21. Identity is not in dispute and requires no further investigation.
Medical cause of death
- Forensic Pathologist Dr Yeliena Baber from the Victorian Institute of Forensic Medicine conducted an external examination on 26 December 2023 and provided a written report of her findings dated 4 March 2024.
17 Ibid.
18 Ibid.
19 Ibid, and Police Report of Death for the Coroner dated 22 December 2023.
-
The external examination showed findings in keeping with Janet’s clinical history.
-
A post-mortem computed tomography (CT) scan showed cerebral atrophy, bilateral lower lung aspiration changes, mild coronary artery calcifications, and a fatty liver.
-
Toxicological analysis of post-mortem blood samples identified the presence of oxycodone, naloxone, citalopram and loratadine at therapeutic levels.
-
On the basis of her findings and the clinical history, Dr Baber provided an opinion that Janet’s death was due to natural causes, specifically, 1(a) aspiration pneumonia and malnutrition, with contributing factors of dysphagia and cerebral palsy. I accept Dr Baber’s opinion.
FINDINGS AND CONCLUSION
-
Pursuant to section 67(1) of the Coroners Act 2008 I make the following findings: a) the identity of the deceased was Janet Louise Cumming, born 18 May 1934; b) the death occurred on 22 December 2023 at 9 Blackwood Street, Carnegie, Victoria, 3163, from (1a) aspiration pneumonia and malnutrition, with contributing factors of (2) dysphagia, cerebral palsy; and c) the death occurred in the circumstances described above.
-
Janet was in care and her death is therefore prima facie subject to a mandatory inquest.20 I am, however, satisfied by the available evidence that her passing was due to natural causes and, pursuant to section 52(3A) of the Act, have therefore determined not to hold an inquest.

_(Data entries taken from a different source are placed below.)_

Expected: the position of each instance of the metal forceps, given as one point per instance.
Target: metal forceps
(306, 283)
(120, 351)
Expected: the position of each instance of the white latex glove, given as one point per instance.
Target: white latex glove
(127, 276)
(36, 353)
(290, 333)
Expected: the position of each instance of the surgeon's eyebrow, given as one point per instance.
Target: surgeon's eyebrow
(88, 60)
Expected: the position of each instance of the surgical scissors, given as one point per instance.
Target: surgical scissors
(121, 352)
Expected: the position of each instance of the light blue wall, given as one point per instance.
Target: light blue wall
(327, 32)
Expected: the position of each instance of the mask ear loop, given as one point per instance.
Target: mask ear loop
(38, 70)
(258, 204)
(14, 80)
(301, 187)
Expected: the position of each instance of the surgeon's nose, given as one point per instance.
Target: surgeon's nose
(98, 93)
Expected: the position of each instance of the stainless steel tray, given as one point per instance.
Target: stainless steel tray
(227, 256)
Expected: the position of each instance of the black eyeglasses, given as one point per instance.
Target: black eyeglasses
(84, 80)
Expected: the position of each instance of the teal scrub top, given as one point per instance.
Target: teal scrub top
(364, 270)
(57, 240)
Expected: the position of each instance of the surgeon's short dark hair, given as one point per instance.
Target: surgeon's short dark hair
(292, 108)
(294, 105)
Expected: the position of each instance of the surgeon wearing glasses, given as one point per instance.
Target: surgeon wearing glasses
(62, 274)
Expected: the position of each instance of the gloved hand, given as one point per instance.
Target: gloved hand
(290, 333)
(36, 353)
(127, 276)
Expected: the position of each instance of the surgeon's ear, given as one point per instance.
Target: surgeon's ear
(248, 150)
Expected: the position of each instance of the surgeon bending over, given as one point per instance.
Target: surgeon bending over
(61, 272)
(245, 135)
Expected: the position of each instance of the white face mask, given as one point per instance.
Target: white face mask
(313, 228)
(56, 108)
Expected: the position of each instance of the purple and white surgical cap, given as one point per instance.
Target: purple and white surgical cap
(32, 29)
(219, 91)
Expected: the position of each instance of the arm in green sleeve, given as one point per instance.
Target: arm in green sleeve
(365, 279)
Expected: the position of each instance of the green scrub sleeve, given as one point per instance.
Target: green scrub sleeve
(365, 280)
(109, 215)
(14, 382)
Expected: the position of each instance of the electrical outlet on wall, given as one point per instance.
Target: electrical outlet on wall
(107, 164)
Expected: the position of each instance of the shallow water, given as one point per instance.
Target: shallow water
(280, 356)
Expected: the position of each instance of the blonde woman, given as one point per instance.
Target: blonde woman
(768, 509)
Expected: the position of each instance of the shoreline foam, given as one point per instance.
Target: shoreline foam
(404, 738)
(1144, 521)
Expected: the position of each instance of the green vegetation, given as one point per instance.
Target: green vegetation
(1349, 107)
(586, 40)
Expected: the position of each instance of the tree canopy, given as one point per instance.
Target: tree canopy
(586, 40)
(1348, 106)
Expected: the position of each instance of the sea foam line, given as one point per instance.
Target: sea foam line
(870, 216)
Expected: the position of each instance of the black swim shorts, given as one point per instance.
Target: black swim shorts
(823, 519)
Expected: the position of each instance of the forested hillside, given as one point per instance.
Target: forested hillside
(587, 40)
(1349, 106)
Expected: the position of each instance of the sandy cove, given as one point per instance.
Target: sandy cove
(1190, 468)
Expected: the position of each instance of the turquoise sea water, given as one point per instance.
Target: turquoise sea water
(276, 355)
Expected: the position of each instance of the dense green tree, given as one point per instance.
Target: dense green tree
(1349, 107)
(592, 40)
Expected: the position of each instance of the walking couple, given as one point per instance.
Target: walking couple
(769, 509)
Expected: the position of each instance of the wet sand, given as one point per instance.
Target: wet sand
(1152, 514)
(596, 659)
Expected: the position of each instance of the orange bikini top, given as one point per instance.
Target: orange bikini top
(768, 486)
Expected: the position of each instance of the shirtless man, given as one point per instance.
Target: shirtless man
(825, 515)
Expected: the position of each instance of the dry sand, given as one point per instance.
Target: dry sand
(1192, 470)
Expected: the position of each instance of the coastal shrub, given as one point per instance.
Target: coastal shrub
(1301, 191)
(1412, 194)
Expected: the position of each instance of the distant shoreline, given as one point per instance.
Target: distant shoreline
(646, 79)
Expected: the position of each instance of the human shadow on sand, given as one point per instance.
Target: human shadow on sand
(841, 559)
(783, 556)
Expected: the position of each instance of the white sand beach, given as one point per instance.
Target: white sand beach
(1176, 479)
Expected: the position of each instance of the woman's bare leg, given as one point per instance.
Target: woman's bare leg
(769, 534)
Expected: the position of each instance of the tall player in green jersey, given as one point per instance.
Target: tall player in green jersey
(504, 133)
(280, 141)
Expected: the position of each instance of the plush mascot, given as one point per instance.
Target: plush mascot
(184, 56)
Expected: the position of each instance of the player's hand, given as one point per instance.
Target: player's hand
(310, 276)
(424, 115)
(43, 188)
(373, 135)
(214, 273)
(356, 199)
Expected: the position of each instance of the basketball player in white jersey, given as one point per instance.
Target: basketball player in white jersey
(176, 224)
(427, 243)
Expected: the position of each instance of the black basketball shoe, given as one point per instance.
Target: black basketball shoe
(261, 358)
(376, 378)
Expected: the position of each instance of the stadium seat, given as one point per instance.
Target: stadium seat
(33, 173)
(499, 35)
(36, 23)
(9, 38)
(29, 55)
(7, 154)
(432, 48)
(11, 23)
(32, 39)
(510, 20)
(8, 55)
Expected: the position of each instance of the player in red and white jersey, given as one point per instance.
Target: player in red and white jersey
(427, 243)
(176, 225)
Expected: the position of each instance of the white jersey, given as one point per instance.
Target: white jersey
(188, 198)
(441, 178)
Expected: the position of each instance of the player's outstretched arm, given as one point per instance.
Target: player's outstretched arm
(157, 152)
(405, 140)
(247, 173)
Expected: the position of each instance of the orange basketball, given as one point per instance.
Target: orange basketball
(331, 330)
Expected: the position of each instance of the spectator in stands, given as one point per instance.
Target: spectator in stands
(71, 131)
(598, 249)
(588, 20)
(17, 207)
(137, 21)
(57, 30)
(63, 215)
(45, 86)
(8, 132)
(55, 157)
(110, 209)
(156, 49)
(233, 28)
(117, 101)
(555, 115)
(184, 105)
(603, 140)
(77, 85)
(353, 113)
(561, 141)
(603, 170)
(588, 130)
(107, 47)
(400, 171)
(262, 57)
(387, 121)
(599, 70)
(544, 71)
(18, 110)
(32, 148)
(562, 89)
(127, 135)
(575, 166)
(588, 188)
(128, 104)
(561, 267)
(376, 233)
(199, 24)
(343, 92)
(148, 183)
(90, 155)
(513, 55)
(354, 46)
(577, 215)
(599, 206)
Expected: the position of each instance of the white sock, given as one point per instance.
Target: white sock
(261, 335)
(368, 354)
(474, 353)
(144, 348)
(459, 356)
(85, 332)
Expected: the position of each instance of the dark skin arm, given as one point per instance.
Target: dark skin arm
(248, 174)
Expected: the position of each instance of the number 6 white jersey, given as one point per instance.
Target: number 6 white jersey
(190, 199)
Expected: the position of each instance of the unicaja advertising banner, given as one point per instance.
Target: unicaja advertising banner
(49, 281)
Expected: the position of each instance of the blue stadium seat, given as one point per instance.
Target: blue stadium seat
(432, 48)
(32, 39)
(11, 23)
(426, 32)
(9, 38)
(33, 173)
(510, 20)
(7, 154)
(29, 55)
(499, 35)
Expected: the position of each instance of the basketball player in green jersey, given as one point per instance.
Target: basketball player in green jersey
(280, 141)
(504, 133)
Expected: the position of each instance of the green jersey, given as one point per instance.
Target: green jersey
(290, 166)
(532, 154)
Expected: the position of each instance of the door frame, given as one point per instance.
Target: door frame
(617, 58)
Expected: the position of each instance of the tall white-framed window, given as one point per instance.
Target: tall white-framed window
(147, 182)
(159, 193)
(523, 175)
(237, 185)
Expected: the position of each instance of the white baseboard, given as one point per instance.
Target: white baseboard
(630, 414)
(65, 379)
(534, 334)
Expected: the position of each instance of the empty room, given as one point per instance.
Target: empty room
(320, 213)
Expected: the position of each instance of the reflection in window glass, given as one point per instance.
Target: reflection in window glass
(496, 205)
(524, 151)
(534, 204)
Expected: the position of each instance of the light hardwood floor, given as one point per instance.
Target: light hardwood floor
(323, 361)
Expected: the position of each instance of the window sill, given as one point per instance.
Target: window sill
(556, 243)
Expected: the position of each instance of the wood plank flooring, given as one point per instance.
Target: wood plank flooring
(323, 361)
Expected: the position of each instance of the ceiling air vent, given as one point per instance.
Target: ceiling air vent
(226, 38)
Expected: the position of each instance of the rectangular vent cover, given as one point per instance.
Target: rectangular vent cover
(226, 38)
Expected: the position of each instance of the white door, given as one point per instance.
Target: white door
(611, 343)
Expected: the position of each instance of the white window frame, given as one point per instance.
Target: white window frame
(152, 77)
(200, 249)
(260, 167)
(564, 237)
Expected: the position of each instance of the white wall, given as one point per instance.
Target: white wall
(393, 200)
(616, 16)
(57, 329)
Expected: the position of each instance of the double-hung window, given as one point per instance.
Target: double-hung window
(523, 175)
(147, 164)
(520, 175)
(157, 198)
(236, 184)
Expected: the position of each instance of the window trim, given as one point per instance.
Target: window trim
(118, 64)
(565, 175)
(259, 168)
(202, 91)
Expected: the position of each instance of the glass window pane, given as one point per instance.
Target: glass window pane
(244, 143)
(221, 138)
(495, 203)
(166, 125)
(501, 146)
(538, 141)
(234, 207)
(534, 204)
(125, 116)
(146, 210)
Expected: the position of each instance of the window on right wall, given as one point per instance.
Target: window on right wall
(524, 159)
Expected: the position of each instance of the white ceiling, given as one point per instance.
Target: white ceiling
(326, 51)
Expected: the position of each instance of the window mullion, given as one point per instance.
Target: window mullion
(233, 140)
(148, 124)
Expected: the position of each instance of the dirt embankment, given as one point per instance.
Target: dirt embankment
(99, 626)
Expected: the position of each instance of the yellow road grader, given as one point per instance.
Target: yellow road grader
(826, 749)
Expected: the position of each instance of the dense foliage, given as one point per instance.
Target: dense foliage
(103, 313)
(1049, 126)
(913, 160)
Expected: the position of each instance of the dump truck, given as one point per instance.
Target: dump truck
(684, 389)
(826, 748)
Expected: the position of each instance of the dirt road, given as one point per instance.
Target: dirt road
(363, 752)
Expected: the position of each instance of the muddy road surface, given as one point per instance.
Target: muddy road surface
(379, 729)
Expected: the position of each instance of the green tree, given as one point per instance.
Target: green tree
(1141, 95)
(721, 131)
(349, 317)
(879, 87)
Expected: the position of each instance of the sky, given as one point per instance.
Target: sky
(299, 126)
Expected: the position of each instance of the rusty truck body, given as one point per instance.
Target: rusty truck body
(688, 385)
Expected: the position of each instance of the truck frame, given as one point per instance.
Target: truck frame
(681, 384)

I convey my sincere condolences to Janet’s family for their loss.
Pursuant to section 73(1B) of the Act, I order that this finding be published on the Coroners Court of Victoria website in accordance with the rules.
20 Section 52(2).
I direct that a copy of this finding be provided to the following: Lori Fellows, Senior Next of Kin Senior Constable James Talman, Coronial Investigator Signature: ___________________________________ Coroner Simon McGregor Date: 27 March 2025 NOTE: Under section 83 of the Coroners Act 2008 ('the Act'), a person with sufficient interest in an investigation may appeal to the Trial Division of the Supreme Court against the findings of a coroner in respect of a death after an investigation. An appeal must be made within 6 months after the day on which the determination is made, unless the Supreme Court grants leave to appeal out of time under section 86 of the Act.